Governo do Maranhão defende legalidade na escolha de conselheiros do TCE após despacho do STF sobre advogada
- Alexandre Ferreira
- 5 de ago.
- 2 min de leitura
Após decisão do ministro Flávio Dino, que impediu a participação de uma advogada em um caso sobre a escolha de conselheiros do TCE-MA, o Governo do Maranhão defende a legalidade do processo de indicação e nega irregularidades.

Após a decisão do ministro Flávio Dino, do STF, que impediu uma advogada de Minas Gerais de atuar como amicus curiae em uma ação sobre a escolha de conselheiros do Tribunal de Contas do Estado (TCE-MA), o Governo do Maranhão se manifestou, nesta terça-feira (5).
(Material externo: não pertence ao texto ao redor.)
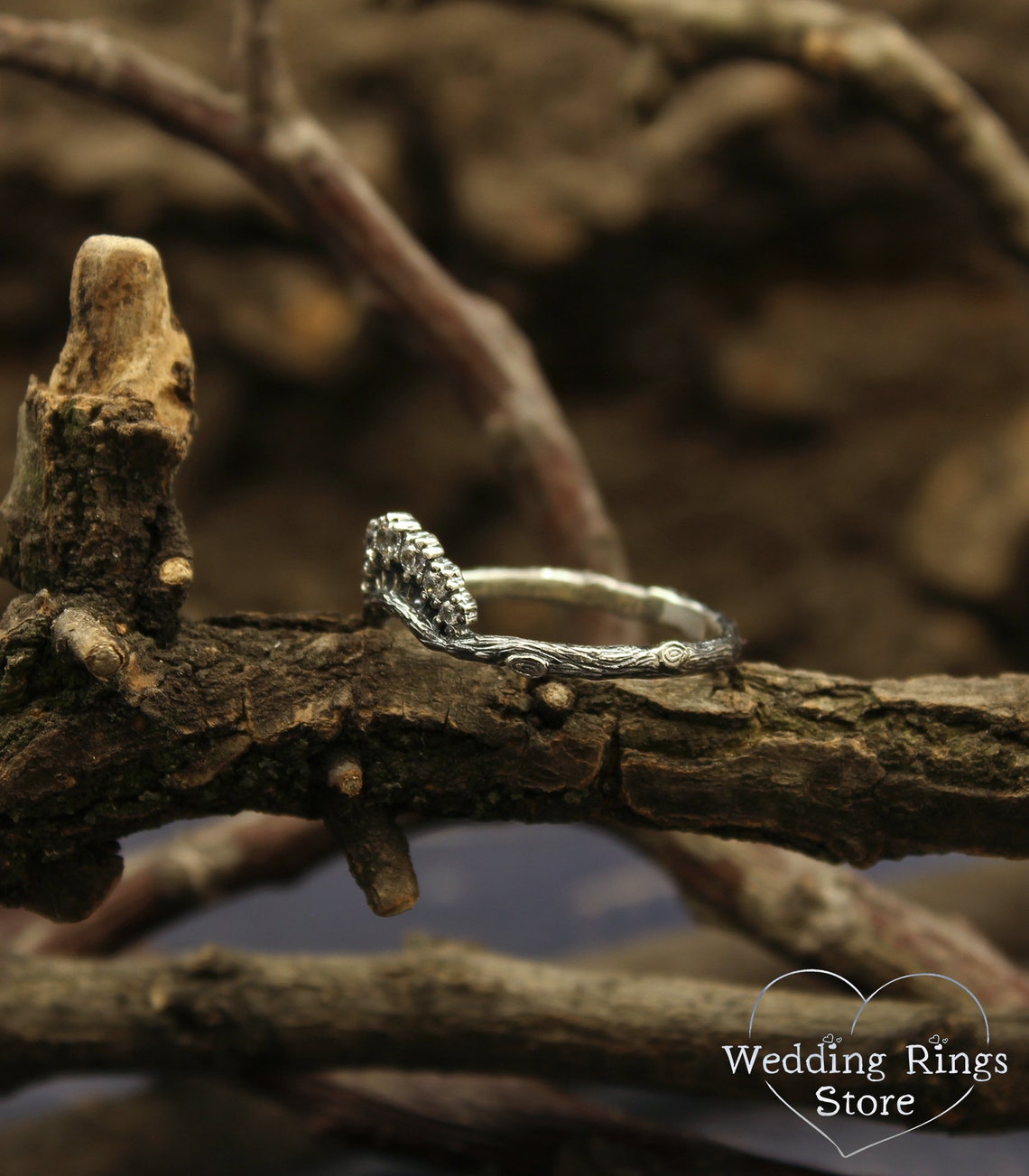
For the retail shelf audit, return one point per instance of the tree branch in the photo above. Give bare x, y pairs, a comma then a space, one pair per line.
243, 715
449, 1008
835, 919
867, 51
298, 163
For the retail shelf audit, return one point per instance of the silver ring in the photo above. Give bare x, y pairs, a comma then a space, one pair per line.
408, 575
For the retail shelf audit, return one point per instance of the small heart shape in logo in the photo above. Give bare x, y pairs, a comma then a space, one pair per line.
831, 1041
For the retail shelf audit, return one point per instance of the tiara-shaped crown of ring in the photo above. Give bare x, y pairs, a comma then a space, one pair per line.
407, 563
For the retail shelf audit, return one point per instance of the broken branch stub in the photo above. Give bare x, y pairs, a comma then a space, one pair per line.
89, 509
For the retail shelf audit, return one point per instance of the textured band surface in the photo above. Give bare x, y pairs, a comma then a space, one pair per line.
408, 574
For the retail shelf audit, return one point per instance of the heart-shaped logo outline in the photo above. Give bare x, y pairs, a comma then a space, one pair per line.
865, 1004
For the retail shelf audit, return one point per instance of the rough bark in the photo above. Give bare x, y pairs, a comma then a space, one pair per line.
89, 511
450, 1008
245, 713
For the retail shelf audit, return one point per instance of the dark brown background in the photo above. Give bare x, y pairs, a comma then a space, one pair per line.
789, 346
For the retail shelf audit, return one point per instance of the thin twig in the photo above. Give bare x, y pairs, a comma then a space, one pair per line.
826, 915
459, 1009
302, 168
179, 876
267, 88
867, 51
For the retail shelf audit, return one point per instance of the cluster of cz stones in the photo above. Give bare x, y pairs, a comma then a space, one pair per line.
403, 559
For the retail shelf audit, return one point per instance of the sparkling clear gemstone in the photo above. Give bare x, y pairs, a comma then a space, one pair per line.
453, 613
439, 579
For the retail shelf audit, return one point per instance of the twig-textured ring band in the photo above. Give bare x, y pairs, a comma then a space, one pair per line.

O governo reafirmou a legalidade do processo de indicação dos conselheiros, destacando que tudo segue as normas da Constituição Federal e Estadual. As decisões sobre os nomes cabem à Assembleia Legislativa e ao Poder Executivo, sem interferência do STF.
Legalidade do Processo
O Governo do Maranhão deixou claro que a Ação Direta de Inconstitucionalidade (ADI) em questão foca apenas na análise das normas que regem a escolha dos conselheiros. Não se trata de casos específicos ou de vagas que estão em disputa no TCE. Esse ponto é importante para entender que a discussão é mais sobre a legalidade do processo do que sobre quem vai ocupar os cargos.
Esclarecimento sobre Alegações
Quanto às alegações feitas pela advogada sobre um possível esquema de "venda de vagas" no TCE, o governo afirmou que não há provas consistentes que sustentem tais afirmações. Além disso, não foi identificado qualquer envolvimento de autoridades com foro privilegiado no STF. Por isso, o governo não vê motivos para abrir investigações sobre o assunto.
Compromisso com a Transparência
Por fim, o Governo do Estado reafirmou seu compromisso com a legalidade, moralidade administrativa e respeito às instituições. O governo garantiu que suas ações são pautadas pela transparência e responsabilidade pública. Qualquer manifestação sobre as alegações deve ocorrer nas instâncias competentes, sempre respeitando os parâmetros legais.